This is the runtime API, that uses the JITs to generate the trampoline codes necessary to go from the Java calling convention to the C calling convention (upcall and downcall), a kind of like libffi for Java.
If you have a typed langages like Scala, Kotlin, Java, you can use jextract [1] which is a more high level API. jextract uses clang to parse C headers files and generates a jar file with all the C function seen as Java methods with all the glue generated for you (the downside is i believe that this jar is OS specific).
This API is more for dynamic languages like Clojure, Groovy, JRuby, where you want to do dynamic runtime calls and still get performance (as far as i understand, the JIT generates the adapter code once per call and you can reuse it).
Has P/Invoke been cross-platform for a decade? Additionally, does it parse C headers to create native type wrappers automatically? Last I checked (a long time ago), P/Invoke required you to annotate manually written prototypes?
Ah right, Mono. I keep forgetting that was a thing.
This proposal will pave the way for jextract, though. I would argue this series of JEPs is much closer in spirit to something like Rust's cxx than P/Invoke is.
No it isn't. As _old_dude_ pointed out, this is a runtime API that generates JIT wrappers. Rust's cxx does no runtime code generation, while P/Invoke does.

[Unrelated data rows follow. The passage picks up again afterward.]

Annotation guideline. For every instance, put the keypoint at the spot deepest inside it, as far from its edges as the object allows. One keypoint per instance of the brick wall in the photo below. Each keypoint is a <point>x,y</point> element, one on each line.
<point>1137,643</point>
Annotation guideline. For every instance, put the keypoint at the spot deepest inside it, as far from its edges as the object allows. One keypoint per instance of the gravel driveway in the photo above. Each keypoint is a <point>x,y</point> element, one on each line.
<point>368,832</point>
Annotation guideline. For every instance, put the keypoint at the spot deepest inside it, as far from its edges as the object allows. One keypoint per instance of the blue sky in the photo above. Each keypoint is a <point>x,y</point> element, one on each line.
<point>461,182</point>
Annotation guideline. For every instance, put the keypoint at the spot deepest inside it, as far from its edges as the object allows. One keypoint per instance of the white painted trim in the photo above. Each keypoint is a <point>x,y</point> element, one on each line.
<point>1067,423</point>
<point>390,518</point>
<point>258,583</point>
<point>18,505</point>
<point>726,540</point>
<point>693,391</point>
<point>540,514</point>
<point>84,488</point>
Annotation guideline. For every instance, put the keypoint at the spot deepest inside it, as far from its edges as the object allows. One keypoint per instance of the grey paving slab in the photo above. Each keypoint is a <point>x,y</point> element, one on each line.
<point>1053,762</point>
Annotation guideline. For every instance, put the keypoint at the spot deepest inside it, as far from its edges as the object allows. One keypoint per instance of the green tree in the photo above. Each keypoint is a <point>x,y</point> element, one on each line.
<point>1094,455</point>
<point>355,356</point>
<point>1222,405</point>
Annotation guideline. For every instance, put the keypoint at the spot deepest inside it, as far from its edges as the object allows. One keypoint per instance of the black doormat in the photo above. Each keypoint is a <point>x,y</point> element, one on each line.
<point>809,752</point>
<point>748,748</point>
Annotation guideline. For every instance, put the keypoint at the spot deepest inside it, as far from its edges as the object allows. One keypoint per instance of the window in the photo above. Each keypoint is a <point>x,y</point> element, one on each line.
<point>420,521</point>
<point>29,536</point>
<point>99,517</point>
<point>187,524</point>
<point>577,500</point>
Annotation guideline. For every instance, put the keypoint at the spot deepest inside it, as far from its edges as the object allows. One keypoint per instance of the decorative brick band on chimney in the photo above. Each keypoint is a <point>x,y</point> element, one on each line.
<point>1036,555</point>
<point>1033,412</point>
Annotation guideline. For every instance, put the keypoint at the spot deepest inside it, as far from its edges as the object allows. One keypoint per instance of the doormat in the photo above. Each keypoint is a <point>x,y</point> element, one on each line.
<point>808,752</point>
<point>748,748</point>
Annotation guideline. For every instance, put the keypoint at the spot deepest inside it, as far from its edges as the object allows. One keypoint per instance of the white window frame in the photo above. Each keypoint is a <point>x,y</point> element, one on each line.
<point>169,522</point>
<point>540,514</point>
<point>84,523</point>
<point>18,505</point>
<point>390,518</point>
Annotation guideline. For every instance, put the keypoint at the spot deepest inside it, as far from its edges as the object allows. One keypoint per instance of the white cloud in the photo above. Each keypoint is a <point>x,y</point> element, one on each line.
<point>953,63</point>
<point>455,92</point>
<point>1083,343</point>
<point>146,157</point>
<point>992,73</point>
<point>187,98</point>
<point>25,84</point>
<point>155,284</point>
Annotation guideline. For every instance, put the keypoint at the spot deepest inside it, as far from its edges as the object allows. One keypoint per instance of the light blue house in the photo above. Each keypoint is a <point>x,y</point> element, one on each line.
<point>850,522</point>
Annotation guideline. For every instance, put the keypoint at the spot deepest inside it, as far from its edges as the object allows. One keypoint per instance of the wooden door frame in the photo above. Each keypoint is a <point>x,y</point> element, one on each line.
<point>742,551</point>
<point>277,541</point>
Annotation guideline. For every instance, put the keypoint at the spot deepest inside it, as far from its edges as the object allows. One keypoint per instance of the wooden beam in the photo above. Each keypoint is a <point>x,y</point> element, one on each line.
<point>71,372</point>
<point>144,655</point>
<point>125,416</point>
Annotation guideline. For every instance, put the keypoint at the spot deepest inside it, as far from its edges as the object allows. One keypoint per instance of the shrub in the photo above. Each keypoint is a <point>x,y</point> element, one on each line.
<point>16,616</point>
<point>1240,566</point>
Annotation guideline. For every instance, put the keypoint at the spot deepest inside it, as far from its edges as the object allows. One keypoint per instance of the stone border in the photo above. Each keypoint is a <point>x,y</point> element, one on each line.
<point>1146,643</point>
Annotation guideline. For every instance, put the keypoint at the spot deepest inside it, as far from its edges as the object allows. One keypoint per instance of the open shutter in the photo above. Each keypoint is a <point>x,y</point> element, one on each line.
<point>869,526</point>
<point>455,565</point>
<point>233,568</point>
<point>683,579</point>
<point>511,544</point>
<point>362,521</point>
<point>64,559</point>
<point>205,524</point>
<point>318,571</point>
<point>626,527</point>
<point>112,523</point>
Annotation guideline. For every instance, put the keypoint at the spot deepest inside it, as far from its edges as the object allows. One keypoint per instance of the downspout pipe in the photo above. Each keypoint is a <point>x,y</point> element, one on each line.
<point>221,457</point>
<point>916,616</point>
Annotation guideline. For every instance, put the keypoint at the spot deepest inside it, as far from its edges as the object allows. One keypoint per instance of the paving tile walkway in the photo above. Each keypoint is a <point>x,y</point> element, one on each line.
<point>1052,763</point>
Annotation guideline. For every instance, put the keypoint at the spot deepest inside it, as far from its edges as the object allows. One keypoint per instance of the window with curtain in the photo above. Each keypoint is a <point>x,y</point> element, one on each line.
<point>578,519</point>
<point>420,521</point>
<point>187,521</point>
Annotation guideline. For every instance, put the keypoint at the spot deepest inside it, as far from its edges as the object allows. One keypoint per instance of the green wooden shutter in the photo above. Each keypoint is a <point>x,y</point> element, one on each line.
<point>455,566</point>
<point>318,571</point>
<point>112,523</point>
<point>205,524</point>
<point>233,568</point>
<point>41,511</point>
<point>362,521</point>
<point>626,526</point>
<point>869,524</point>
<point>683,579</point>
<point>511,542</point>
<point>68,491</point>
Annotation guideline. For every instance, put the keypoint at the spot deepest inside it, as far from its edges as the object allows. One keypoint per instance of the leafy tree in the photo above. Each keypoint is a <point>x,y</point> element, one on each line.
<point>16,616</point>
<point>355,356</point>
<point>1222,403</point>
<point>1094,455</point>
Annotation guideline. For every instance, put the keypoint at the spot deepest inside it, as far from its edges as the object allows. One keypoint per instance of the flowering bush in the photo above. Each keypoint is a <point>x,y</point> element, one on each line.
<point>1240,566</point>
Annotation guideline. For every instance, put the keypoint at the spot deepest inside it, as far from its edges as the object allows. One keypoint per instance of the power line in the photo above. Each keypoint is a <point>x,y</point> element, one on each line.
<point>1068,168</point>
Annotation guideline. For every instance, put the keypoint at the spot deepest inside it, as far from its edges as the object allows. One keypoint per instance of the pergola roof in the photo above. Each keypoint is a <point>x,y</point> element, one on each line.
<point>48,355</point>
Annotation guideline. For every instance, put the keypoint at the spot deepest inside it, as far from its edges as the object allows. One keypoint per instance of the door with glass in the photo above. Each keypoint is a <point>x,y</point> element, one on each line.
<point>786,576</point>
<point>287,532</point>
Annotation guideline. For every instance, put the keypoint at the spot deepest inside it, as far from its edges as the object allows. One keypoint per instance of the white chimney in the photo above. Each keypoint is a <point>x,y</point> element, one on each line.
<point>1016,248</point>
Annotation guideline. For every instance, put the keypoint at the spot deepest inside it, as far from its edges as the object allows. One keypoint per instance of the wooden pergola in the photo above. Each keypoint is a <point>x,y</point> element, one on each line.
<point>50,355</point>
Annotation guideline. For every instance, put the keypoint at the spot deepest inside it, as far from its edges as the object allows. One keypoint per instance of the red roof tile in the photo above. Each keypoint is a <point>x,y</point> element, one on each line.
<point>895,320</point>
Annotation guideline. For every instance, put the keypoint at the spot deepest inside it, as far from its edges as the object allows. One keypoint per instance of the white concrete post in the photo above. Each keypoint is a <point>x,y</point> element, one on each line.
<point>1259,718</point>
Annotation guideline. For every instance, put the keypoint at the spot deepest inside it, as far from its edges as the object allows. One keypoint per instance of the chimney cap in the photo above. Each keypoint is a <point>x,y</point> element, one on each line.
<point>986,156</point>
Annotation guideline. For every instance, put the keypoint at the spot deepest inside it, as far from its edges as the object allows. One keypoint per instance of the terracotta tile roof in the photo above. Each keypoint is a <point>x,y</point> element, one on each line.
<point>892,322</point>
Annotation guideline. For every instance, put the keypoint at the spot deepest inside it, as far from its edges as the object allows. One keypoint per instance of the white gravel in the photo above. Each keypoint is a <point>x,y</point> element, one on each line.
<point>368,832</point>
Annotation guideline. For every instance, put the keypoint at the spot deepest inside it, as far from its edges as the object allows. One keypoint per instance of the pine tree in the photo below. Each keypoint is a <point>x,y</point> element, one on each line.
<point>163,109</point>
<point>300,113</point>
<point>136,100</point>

If you have a typed langages like Scala, Kotlin, Java, you can use jextract [1] which is a more high level API. jextract uses clang to parse C headers files and generates a jar file with all the C function seen as Java methods with all the glue generated for you (the downside is i believe that this jar is OS specific).
This API is more for dynamic languages like Clojure, Groovy, JRuby, where you want to do dynamic runtime calls and still get performance (as far as i understand, the JIT generates the adapter code once per call and you can reuse it).